The first level is considered a consensual encounter and involves only minimal police contact.   During a consensual encounter a citizen may either voluntarily comply with a police officer's requests or choose to ignore them.   Because the citizen is free to leave during a consensual encounter, constitutional safeguards are not invoked.  United States v. Mendenhall, 446 U.S. 544, 100 S.Ct. 1870, 64 L.Ed.2d 497 (1980).

The second level of police-citizen encounters involves an investigatory stop as enunciated in Terry v. Ohio, 392 U.S. 1, 88 S.Ct. 1868, 20 L.Ed.2d 889 (1968).   At this level, a police officer may reasonably detain a citizen temporarily if the officer has a reasonable suspicion that a person has committed, is committing, or is about to commit a crime. § 901.151 Fla.Stat. (1991).  In order not to violate a citizen's Fourth Amendment rights, an investigatory stop requires a well-founded, articulable suspicion of criminal activity.   Mere suspicion is not enough to support a stop.  Carter v. State, 454 So.2d 739 (Fla. 2d DCA 1984).

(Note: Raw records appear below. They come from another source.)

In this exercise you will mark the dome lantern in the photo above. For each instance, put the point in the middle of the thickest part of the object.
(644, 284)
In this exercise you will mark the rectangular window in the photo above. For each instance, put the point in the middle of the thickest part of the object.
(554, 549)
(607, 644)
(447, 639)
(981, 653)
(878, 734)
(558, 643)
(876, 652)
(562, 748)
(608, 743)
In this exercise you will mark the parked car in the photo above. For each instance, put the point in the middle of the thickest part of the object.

․ [T]he third level of police-citizen encounters involves an arrest which must be supported by probable cause that a crime has been or is being committed.  Henry v. United States, 361 U.S. 98, 80 S.Ct. 168, 4 L.Ed.2d 134 (1959);  § 901.15 Fla.Stat. (1991).

Id. at 186.

In this case, Officer Perez's arrest report and his own testimony at the suppression hearing clearly reflect that he arrested Mr. Whyte solely because Mr. Whyte had given him a false name, and that both the arrest and search occurred before he discovered the open car door.   Had Officer Perez noticed the suspicious condition of the car first, perhaps a Terry stop would have been justified.   But this was not his testimony;  therefore, this case does not involve a Terry stop or the reasonable suspicion standard.   Here, an initial consensual encounter was transformed immediately into a “level three” encounter at the moment Officer Perez decided to arrest Mr. Whyte for giving false identification.   At that moment, Officer Perez had no probable cause to believe that any crime had been or was being committed.

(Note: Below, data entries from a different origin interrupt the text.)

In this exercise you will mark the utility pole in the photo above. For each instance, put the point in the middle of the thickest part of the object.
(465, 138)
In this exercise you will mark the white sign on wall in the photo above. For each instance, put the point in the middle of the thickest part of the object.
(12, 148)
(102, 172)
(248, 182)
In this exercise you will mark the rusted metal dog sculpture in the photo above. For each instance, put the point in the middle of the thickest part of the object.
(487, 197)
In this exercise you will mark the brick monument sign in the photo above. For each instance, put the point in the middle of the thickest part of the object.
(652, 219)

The trial court's conclusion that “upon his detention the examination of the contents of his pockets was a search incident to arrest” is absolutely correct, if Mr. Whyte was under lawful arrest at the time he was searched.   Absent a reasonable suspicion or probable cause to detain or arrest Mr. Whyte on some other lawful ground, Mr. Whyte's failure to give his true name could not, alone, provide probable cause for the arrest under section 901.36(1).   As a result, the arrest was not lawful, and the evidence procured during the subsequent search should have been suppressed.   See Cooks v. State, 901 So.2d 963, 964 (Fla. 2d DCA 2005);  Belsky v. State, 831 So.2d 803, 805-06 (Fla. 4th DCA 2002).

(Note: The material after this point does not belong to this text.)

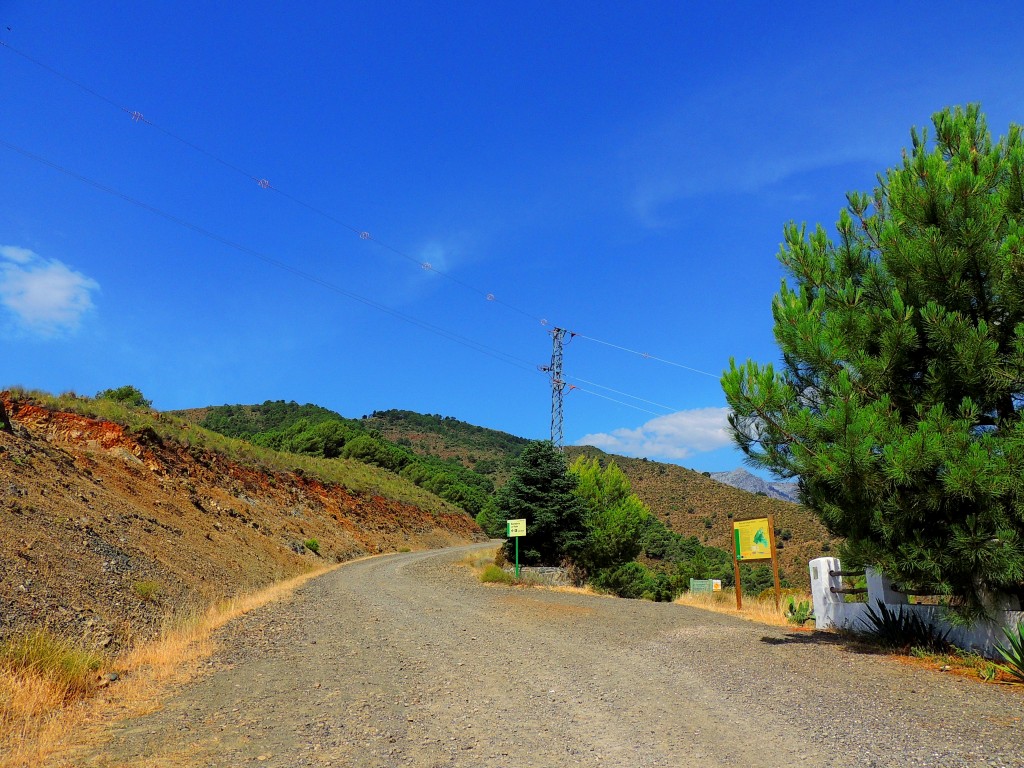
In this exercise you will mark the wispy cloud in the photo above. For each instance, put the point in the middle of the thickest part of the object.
(737, 140)
(673, 436)
(45, 296)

On review of a trial court's order on a motion to suppress, the trial court's factual findings must be affirmed if supported by competent, substantial evidence.  Caso v. State, 524 So.2d 422, 424 (Fla.1988).   In this case the record compels us to conclude that the trial court's findings directly contradicted the testimony of the arresting officer, and were therefore not supported by competent, substantial evidence.

Because the motion to suppress should have been granted, we reverse the judgment and sentence and remand with directions to discharge Mr. Whyte.

Reversed and remanded.


1.   This begs the question of why Officer Perez asked Mr. Whyte his name in the first place.

GALLEN, THOMAS M., Associate Senior Judge.